Tra le lettrici in sala: Alessandra Maugeri, specialista in lingue straniere e traduzioni, che ha declamato “L’ultimo stadio dell’amore è mentire “, scelta nel contesto dell’esame dei fenomeni di corrispondenza tra tipologie fonetico-ritmiche e l’empatia indotta nel lettore. Questa poesia presenta infatti un ritmo particolarmente incalzante, determinato dalle ripetizioni lessicali e fonetiche , poi interrotto, anche graficamente, dalla parola silenzio, con epilogo finale più disteso, discorsivo, corrispondente a resa e rassegnazione.

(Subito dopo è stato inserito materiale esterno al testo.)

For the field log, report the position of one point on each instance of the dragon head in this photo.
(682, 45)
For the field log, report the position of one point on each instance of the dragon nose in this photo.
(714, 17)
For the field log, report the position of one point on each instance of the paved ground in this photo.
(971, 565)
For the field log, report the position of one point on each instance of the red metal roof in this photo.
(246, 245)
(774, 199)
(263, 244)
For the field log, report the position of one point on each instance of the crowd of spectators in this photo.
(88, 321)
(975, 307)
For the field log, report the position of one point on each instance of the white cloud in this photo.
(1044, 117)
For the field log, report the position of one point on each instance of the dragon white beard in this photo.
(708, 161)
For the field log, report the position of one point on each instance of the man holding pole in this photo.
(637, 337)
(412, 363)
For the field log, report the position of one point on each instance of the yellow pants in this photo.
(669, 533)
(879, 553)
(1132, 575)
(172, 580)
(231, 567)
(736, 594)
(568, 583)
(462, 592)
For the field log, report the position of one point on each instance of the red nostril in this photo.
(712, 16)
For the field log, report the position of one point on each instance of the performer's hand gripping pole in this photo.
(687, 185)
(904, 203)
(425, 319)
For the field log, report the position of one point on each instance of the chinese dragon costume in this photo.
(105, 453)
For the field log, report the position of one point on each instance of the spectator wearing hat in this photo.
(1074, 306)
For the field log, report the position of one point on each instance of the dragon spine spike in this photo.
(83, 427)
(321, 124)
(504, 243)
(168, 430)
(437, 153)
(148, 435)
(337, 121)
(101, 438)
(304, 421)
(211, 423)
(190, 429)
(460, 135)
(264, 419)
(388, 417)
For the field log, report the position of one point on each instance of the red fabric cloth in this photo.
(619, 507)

Sono intervenuti tra i presenti , anche la docente Immacolata Amore sull’esperienza del lettore come co-agente nell’edificazione del testo poetico, nonché sul fenomeno del superamento del possibile stallo indotto da ‘criticità di passaggio’ ricorrenti nella vita di tutti, attraverso la dinamica espressa dal libro, di attraversamento del buio con attiva vocazione alla luce. Con l’occasione è stato anticipato che il libro presentato costituisce il primo tassello di una trilogia che vedrà la luce tra non molto.

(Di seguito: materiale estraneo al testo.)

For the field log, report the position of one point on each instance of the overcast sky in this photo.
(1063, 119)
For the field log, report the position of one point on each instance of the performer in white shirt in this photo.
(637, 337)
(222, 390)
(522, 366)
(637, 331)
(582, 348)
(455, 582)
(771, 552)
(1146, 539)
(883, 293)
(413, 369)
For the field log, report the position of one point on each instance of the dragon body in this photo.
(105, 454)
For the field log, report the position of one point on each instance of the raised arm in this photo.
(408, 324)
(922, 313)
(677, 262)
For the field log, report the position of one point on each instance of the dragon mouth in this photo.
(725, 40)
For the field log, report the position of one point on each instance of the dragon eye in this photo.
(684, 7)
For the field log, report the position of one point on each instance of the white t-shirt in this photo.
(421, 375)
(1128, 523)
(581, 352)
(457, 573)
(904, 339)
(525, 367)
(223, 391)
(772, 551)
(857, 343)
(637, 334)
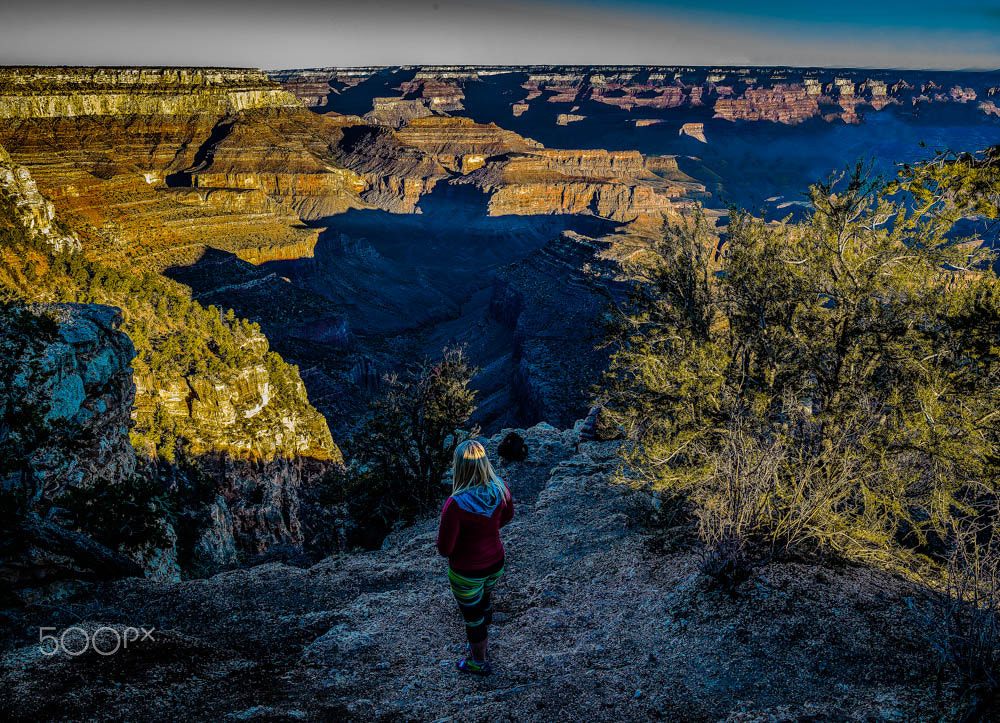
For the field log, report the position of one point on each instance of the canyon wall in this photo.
(153, 166)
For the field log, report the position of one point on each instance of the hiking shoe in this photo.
(469, 665)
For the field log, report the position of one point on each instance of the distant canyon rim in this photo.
(369, 217)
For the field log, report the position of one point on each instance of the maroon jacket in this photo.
(471, 540)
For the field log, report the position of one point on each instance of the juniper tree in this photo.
(861, 346)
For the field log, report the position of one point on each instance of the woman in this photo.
(469, 536)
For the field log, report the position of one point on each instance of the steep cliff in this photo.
(77, 378)
(151, 166)
(461, 144)
(223, 425)
(68, 92)
(615, 185)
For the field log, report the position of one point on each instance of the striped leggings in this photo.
(473, 596)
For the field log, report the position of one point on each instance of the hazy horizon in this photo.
(912, 35)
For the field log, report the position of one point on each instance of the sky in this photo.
(270, 34)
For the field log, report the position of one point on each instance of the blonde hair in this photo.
(472, 468)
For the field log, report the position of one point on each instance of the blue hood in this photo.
(481, 499)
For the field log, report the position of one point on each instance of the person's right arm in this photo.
(448, 529)
(507, 513)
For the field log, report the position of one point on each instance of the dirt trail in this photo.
(590, 624)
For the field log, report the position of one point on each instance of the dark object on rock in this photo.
(513, 448)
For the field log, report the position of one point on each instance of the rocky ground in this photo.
(593, 622)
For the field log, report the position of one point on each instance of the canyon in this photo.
(208, 276)
(366, 218)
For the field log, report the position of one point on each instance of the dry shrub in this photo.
(962, 624)
(772, 488)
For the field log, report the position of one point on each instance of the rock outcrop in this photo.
(53, 92)
(611, 184)
(461, 144)
(80, 381)
(29, 209)
(152, 166)
(592, 616)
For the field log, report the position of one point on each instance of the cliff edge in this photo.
(591, 623)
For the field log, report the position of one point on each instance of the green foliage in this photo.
(404, 451)
(834, 381)
(967, 183)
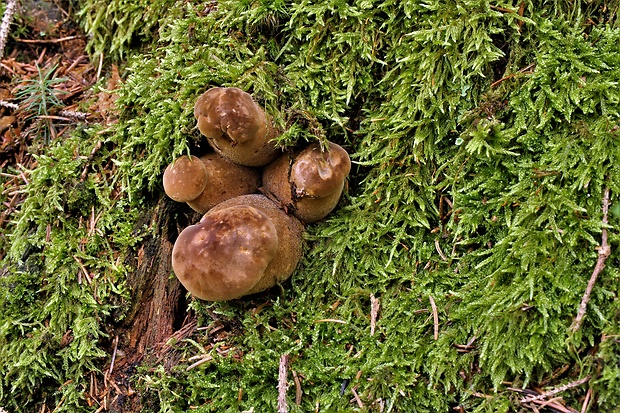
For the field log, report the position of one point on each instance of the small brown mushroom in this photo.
(235, 126)
(311, 182)
(242, 246)
(225, 180)
(185, 178)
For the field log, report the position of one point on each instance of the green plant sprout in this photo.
(39, 95)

Tra i presenti il regista, scrittore e artista Rolando Attanasio e il Presidente del Centro Studi Erich Fromm, Professoressa Silvana Lautieri. A tal uopo il giornalista Bruno Russo, anche Consigliere del Centro, ha citato il connubio tra cultura poetica e comunicazione attiva che il Centro , a cui da poco è iscritta anche Annarita Camardella, assicura da 30 anni con eventi di spessore anche in sede diplomatica; un esempio sarà il ‘Giorno dell’uomo’ , anniversario del Fromm che quest’anno avverrà al Consolato Francese – Institut Francais – il 14 Ottobre, grazie alla cortesia ed alla disponibilità del Console Generale di Francia per il sud Italia, Laurent Burin des Roziers.